Elastic Net - MSE: 2282.922, R²: 0.074
Elastic Net Coefficients: [6.33426796 6.86793796 5.48097229]


In [322]:
elastic_model = ElasticNet(alpha=0.3, l1_ratio=0.5)
elastic_model.fit(X1_train, y1_train)
y_pred_elastic = elastic_model.predict(X1_test)

### 5.3 Compare performance of all models across the same performance metrics

In [323]:
# Set up the poly inputs
poly = PolynomialFeatures(degree=3)
X_train_poly = poly.fit_transform(X1_train)
X_test_poly = poly.transform(X1_test)

# Use the poly inputs in the LR model
poly_model = LinearRegression()
poly_model.fit(X_train_poly, y1_train)
y_pred_poly = poly_model.predict(X_test_poly)

# Use the correct variable name for predictions
y_pred_poly = poly_model.predict(X_test_poly)

# Evaluate the Polynomial Regression model
mse_poly = mean_squared_error(y1_test, y_pred_poly)
r2_poly = r2_score(y1_test, y_pred_poly)

print(f"Polynomial Regression - MSE: {mse_poly:.3f}, R²: {r2_poly:.3f}")

Polynomial Regression - MSE: 1451.569, R²: -0.003


### Reflection 5: 
Which models performed better? How does scaling impact results?

### Section 6. Final Thoughts & Insights
Your notebook should tell a data story. Use this section to demonstrate your thinking and value as an analyst.
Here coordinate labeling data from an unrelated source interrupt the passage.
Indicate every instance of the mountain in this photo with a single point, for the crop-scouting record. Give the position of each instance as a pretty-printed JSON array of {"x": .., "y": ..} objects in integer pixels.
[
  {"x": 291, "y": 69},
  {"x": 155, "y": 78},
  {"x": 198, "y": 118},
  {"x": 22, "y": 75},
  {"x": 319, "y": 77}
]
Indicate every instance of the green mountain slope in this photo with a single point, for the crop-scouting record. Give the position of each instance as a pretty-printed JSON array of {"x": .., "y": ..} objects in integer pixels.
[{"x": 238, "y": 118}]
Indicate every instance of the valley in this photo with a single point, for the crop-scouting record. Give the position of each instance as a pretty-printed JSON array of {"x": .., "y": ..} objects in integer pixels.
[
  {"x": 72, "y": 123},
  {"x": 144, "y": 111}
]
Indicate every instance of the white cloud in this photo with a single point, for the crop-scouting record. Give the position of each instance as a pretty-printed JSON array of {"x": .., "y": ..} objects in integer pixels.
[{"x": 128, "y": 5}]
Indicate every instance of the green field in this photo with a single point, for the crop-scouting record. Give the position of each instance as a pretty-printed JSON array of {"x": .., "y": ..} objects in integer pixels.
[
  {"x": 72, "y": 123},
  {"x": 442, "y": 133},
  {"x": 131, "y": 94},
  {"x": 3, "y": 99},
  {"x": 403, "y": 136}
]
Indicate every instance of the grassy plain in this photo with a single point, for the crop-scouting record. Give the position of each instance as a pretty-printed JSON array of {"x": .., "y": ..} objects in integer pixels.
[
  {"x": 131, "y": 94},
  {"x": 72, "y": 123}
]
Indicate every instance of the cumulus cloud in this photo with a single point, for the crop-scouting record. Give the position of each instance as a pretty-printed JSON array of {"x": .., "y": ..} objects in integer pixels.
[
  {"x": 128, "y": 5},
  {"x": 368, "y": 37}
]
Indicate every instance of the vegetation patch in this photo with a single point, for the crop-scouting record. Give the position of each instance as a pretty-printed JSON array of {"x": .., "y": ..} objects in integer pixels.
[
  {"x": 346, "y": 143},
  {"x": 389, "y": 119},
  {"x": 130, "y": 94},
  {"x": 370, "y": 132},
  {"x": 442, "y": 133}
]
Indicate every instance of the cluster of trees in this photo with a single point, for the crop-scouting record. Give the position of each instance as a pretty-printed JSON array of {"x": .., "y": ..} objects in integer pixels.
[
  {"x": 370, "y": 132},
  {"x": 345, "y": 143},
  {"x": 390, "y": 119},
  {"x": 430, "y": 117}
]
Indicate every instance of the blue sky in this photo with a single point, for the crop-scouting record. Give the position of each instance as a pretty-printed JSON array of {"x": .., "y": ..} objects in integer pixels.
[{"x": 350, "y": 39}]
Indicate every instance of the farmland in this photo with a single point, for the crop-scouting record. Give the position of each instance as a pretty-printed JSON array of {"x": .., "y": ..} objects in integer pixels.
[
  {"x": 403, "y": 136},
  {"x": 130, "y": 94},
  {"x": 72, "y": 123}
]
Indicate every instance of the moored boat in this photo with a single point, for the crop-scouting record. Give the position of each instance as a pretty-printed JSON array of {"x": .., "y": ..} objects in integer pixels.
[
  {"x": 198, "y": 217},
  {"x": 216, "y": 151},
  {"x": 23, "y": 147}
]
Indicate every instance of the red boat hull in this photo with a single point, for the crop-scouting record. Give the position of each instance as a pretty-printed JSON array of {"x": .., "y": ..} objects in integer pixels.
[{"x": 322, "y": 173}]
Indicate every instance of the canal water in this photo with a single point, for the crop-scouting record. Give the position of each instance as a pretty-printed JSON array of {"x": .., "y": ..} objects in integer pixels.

### 6.1 Summarize Findings
1) What features were most useful? 
   1) Ans: Sex and Age were helpful base parameters.
2) What regression model performed best? 
   1) Ans: Poly appeared to smoothen everything out. 
3) How did model complexity or regularization affect results?
   1) Ans: Increasing the polynomial degree helped sharpen the plotting/insights. 

### 6.2 Discuss Challenges
1) Was fare hard to predict? Why?
   1) Ans: It was as the selected inputs did not reveal strong correlations to 'fare'.
2) Did skew or outliers impact the models?
   1) Ans: Yes, and particularly around how 'fare' data may have been affected/influenced.  

### 6.3 If you had more time, what would you try next?

Reflection 6: What did you learn from this project?